Q.1 : In a n- type silicon , which of the following statements is true :
(a) Electrons are majority carriers and trivalent atoms are the dopants.
(b) Electrons are minority carriers and pentavalent atoms are the dopants.
(c) Holes are minority carriers and pentavalent atoms are dopants।
(d) Holes are majority carriers and trivalent atoms are the dopants.
Solution : An n type semiconductor is obtained by doping a pure (intrinsic) semiconductor with a pentavalent impurity. In n-type semiconductor, electrons are the majority carriers and holes are the minority carriers. Hence option (c) is true.
Q.2. Which of the statement given in Q.1 is true for p-type semiconductor?
Solution : A p-type semiconductor is obtained by doping a pure (intrinsic) semiconductor with a trivalent impurity. In p-type semiconductor, holes are the majority carriers and electrons are the minority carriers. Hence option (d) is true.
Q.3. Carbon , silicon and germanium have four valence electrons each. These are characterised by valence and conduction bands separated by energy band gap respectively equal to $(E_{g})_{C}$, $(E_{g})_{si}$ and $(E_{g})_{Ge}$ which of the following statements is true ?
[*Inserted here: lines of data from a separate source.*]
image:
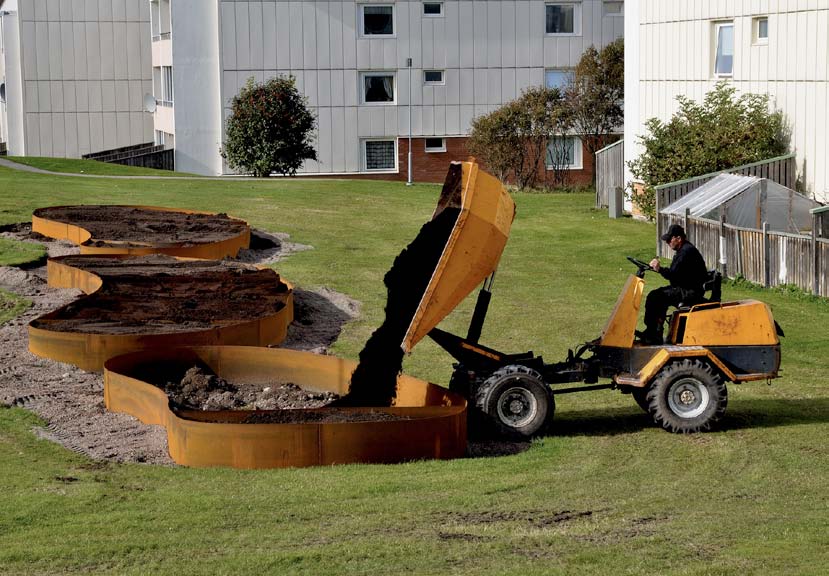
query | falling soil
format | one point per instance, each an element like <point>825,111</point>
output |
<point>374,381</point>
<point>131,226</point>
<point>159,294</point>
(a)$(E_{g})_{si}<(E_{Ge})_{C}<(E_{g})_{C}$
(b) $(E_{g})_{C}<(E_{g})_{Ge}>(E_{g})_{si}$
(c) $(E_{g})_{C}>(E_{g})_{si}>(E_{g})_{Ge}$
(d) $(E_{g})_{C}=(E_{g})_{si}=(E_{g})_{Ge}$
solution : Out of the three given materials , the energy band gap is maximum for carbon , less for silicon and least for germanium . Hence (c) is true.
Q.4. In an unbiased p-n junction, holes diffuse from the p-region to n-region because
(a) free electrons in the n-region attract them.
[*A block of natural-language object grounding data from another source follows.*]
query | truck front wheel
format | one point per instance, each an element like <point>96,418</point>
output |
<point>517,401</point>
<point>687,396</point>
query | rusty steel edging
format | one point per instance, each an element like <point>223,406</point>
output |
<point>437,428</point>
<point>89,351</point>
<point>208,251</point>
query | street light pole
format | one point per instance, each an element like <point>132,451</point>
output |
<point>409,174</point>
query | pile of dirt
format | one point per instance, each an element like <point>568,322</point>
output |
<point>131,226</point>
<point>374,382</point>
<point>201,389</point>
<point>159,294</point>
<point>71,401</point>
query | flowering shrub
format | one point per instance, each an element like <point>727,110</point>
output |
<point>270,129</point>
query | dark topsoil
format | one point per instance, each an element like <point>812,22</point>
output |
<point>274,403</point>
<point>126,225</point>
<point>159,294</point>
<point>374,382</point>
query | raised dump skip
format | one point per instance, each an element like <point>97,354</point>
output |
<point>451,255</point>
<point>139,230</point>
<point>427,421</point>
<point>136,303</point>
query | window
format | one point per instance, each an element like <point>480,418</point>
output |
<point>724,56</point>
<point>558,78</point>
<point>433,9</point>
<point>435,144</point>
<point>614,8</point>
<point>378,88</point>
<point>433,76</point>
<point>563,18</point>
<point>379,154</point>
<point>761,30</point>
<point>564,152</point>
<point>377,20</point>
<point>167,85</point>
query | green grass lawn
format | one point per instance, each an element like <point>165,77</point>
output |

(b) they move across the junction by the potential difference.
(c) hole concentration in p-region is more as compared to n-region.
(d) All the above.
Solution :
In an unbiased p-n junction , holes diffuse from the p-region to n-region. It is because hole centration in p-region is more as compared to n-region. Hence option (C) is correct.
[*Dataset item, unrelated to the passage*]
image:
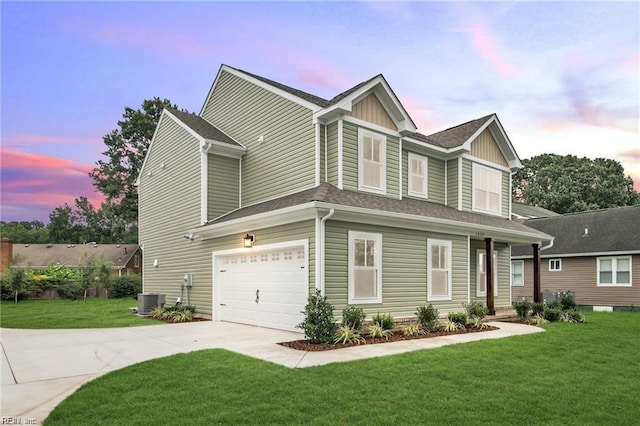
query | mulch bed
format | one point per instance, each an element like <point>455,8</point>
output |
<point>304,345</point>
Q.5 When a forward bias is applied to a p-n junction, it
(a) Raises the potential barrier
(b) reduces the majority carrier current to zero.
(c) lowers the potential barrier
(d) None of the above.
Solution :
When a forward bias is applied to a p-n junction, it opposes the potential barrier. As a result the potential barrier across the junction is lowered . Hence option (c) is correct.
Q.6. In half-wave rectification, what is the output frequency of the input frequency is 50 Hz ? What is the output frequency of a full-wave rectifier for the same input frequency?
Solution : In half-wave rectification , the output frequency is the same as the input frequency i.e 50Hz in this case . It is because here one output cycle is produced for every one input cycle.
In full wave rectification, the output frequency is twice the input frequency i.e 100 Hz in this case. It is because here two output cycles are produced for every one input cycle.